The sound returns as if breathed into me. The immense absence replaced by tranquillity, a field high in mountains, the breeze light and cool. It shifts quickly, dark clouds and a far away singing, the same sorrowful woman caught with me in the storm. The field becomes ominous, impending rain, I can smell it, feel it, but the sky waits for her, for the signal she'll certainly give. The voice, though, grows, softens, almost motherly, the strings fill her wings and spread warmth once more, the clouds drifting apart, the sun sighing, her voice breaking, protecting me. She reaches high, so high, followed in every movement by the strings as if they are at her command. I see her, the tears in her eyes, her arm stretched to the sky, and the tears streak my face, and I wipe them away but they keep coming.

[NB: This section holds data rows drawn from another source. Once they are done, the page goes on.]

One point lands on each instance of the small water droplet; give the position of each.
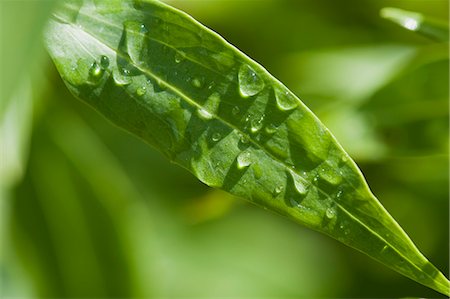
(244, 159)
(143, 29)
(250, 83)
(285, 100)
(243, 139)
(141, 91)
(95, 70)
(271, 129)
(278, 189)
(121, 79)
(104, 62)
(216, 137)
(329, 175)
(256, 124)
(197, 82)
(179, 57)
(299, 183)
(257, 171)
(210, 107)
(330, 213)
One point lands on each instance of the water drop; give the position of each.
(330, 176)
(299, 183)
(285, 100)
(271, 129)
(244, 159)
(120, 78)
(330, 213)
(104, 62)
(250, 83)
(141, 91)
(95, 71)
(243, 139)
(278, 189)
(143, 29)
(210, 107)
(256, 124)
(179, 57)
(216, 137)
(257, 171)
(197, 82)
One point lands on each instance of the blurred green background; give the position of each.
(89, 211)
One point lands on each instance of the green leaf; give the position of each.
(413, 21)
(161, 75)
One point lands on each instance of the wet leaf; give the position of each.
(161, 75)
(413, 21)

Then the breeze again to dry my eyes, her song to lighten the sky. Her voice, so aching, so strong, so perfectly complemented by the arrangement, the tears return and I don't even bother to wipe them anymore but let them fall to the table, my shoulders slouched, and I hold myself, trying to keep myself warm. Alone again but with her. And I realise it's her that's alone, the way her voice trails and loses itself in the emptiness, far away
on her own mountain meadow, crying into the canyons. Lost, she's lost so much. Everything. Alone, so alone and empty, the arrangement slips out of existence again when her voice goes silent and I see her crumbling into the mountain, becoming the very place that she stood. All that she was disappears into nothing. Nothing.
And I can't stop crying even now listening to it.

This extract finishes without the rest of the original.